Apologie de l’esclavage et pub pour les mafieux par France Cul

Une activité mêlant les deux grands tabous que sont le sexe et l’argent ne peut laisser indifférent. Tout le monde a une image d’Épinal en tête, si ce n’est un avis bien tranché sur la question. Notamment lorsqu’on est une femme, difficile de ne pas s’entendre soi-même penser « moi, je ne pourrais pas me prostituer ». « Tant mieux, ça nous ferait de la concurrence ! » répondent, amusées, Mylène et Anaïs.

Le travail du sexe est un travail
Le travail du sexe est un travail Crédits : AFP

Episode 1 : « Je ne serais peut-être pas travailleuse du sexe si je n’avais pas à travailler. Mais aujourd’hui, ça me pose moins de problème que d’être employée de bureau ou femme de ménage. »

« Bien sûr que tout le monde ne peut pas se prostituer et ce n’est pas ce qu’on demande. On voudrait juste être entendues au-delà de ces a priori, comme de vraies personnes, qui travaillent pour gagner leur vie ». Anaïs nous accueille devant son ordinateur où elle gère ses annonces d’escort, Mylène nous ouvre la porte de son studio où elle reçoit ses clients. L’une travaille par le biais d’internet, l’autre jauge les clients en quelques secondes dans la rue. Toutes les deux sont travailleuses du sexe. Car c’est bien d’un statut de travailleuse dont elles se revendiquent. Quelles sont les spécificités de cette activité? En quoi peut-elle revêtir de multiples facettes? Comment peut-on la distinguer de l’exploitation ? Sans victimisation ni mythification de leur activité, Mylène et Anaïs ouvrent des pistes de réponses en nous donnant à entendre leur quotidien de travailleuses du sexe indépendantes.

« Ce n’est pas parce qu’on fait des prestations sexuelles qu’on doit se résigner à accepter des agressions. On dicte les règles et le client les accepte. Le type qui ne respecte pas les règles n’est pas un client, c’est un agresseur. celui qui va dans une boulangerie pour braquer la boulangère, c’est pas un client, c’est un braqueur. »

Manifestation du 17 décembre 2014
Manifestation du 17 décembre 2014 Crédits : AFP

Épisode 2 : « Je suis indépendante, mais avec cette nouvelle loi, je perds ma clientèle.
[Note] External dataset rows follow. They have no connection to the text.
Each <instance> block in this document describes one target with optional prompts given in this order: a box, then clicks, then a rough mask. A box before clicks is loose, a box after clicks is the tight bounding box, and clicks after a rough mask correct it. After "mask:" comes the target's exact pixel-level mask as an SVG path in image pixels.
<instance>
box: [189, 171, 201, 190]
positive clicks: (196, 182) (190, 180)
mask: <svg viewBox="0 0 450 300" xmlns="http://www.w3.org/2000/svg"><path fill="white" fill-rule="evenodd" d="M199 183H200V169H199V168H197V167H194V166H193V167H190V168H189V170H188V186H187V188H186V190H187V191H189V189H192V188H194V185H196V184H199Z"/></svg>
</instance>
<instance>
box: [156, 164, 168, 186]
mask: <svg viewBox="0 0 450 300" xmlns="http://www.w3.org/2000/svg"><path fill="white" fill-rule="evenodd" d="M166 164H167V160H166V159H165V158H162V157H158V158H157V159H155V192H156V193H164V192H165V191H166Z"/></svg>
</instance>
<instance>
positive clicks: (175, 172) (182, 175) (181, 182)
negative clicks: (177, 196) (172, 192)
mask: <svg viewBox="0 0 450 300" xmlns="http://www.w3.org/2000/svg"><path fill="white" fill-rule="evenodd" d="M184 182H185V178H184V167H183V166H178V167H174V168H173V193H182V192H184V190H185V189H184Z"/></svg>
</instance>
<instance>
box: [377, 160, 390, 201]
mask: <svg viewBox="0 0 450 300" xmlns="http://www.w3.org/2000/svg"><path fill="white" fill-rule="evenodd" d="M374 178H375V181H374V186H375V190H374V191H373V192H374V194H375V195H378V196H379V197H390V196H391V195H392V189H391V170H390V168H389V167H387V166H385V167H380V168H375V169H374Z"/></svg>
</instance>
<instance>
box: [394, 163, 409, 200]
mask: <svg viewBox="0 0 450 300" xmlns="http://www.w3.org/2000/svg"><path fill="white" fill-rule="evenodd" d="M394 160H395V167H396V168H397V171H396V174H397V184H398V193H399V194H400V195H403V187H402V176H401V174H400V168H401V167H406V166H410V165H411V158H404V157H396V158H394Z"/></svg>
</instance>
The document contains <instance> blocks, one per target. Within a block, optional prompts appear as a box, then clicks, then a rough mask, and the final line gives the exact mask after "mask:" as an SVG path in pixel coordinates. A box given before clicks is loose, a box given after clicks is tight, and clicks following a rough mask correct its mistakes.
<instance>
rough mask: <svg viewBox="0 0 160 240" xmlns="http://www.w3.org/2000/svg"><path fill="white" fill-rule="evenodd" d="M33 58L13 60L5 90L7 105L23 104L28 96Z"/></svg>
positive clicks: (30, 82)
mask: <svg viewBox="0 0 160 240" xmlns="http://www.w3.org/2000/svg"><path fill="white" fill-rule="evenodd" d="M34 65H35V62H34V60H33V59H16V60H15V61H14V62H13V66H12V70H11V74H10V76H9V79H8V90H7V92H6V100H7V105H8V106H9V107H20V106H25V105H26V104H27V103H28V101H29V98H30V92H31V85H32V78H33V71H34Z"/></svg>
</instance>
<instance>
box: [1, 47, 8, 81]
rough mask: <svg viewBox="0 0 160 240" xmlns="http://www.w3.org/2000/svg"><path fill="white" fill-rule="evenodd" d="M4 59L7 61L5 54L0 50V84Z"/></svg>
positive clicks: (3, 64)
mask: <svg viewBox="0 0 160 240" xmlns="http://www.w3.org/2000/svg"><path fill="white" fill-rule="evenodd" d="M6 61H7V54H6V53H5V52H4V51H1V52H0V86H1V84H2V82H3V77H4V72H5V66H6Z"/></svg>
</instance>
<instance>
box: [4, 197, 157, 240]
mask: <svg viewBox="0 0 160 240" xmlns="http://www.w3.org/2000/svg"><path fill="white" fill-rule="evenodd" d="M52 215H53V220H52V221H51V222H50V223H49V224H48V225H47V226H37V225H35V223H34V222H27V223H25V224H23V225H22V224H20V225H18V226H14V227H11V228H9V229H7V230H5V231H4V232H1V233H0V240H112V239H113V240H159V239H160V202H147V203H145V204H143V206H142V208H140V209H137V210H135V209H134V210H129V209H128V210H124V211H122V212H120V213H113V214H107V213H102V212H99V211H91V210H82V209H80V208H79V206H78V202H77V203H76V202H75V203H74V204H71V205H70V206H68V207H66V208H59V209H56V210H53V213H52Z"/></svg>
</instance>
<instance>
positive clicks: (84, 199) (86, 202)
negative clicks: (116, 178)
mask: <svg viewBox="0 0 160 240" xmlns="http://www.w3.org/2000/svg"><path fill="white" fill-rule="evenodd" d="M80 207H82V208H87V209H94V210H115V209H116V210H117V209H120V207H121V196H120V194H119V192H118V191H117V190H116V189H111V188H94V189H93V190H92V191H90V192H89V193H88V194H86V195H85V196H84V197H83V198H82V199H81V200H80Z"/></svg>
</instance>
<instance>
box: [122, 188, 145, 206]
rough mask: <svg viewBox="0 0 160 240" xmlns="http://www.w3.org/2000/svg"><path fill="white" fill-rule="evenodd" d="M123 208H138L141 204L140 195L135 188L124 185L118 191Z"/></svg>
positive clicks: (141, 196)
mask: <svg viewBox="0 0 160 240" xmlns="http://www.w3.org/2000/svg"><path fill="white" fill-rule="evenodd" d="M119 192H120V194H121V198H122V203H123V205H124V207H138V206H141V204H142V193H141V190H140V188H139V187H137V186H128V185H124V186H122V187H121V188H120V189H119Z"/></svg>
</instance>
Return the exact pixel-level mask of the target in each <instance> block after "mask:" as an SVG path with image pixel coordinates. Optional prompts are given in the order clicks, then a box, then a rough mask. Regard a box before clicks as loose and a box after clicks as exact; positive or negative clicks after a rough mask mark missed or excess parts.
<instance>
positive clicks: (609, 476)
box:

Je vais devoir me tourner vers des réseaux qui peuvent fournir des clients. »

Ce quotidien bien rodé est aujourd’hui menacé. Depuis la nouvelle loi sur la pénalisation des clients adoptée le 6 avril 2016, Mylène et Anaïs voient leur clientèle se raréfier, leur situation se précariser. Elles doivent faire des choix difficiles, accepter des clients qu’elles ne « sentent » pas et des pratiques qu’elles refusaient, envisager même d’aller travailler à l’étranger. Ce n’est qu’un nouveau cap qui est franchi, le contexte législatif français rendant déjà très difficile leurs conditions de travail et leur place dans la société. « Désolée, je ne peux pas vous payer le café, vous pourriez être accusée de proxénétisme ! » plaisante Anaïs lors de notre première rencontre. Une plaisanterie basée sur une réalité législative : est considérée comme proxénète toute personne profitant des revenus de la prostitution ou en favorisant l’activité, même sans violence ni exploitation. Les prostituées ne peuvent ainsi légalement pas s’entre-aider, louer un appartement à plusieurs, embaucher pour assurer leur protection. Anaïs et Mylène racontent concrètement comment le cadre législatif, dont l’objectif affiché est de les protéger, les met en réalité face à plus de dangers et favorise paradoxalement les réseaux de proxénétisme, en les empêchant de s’auto-organiser.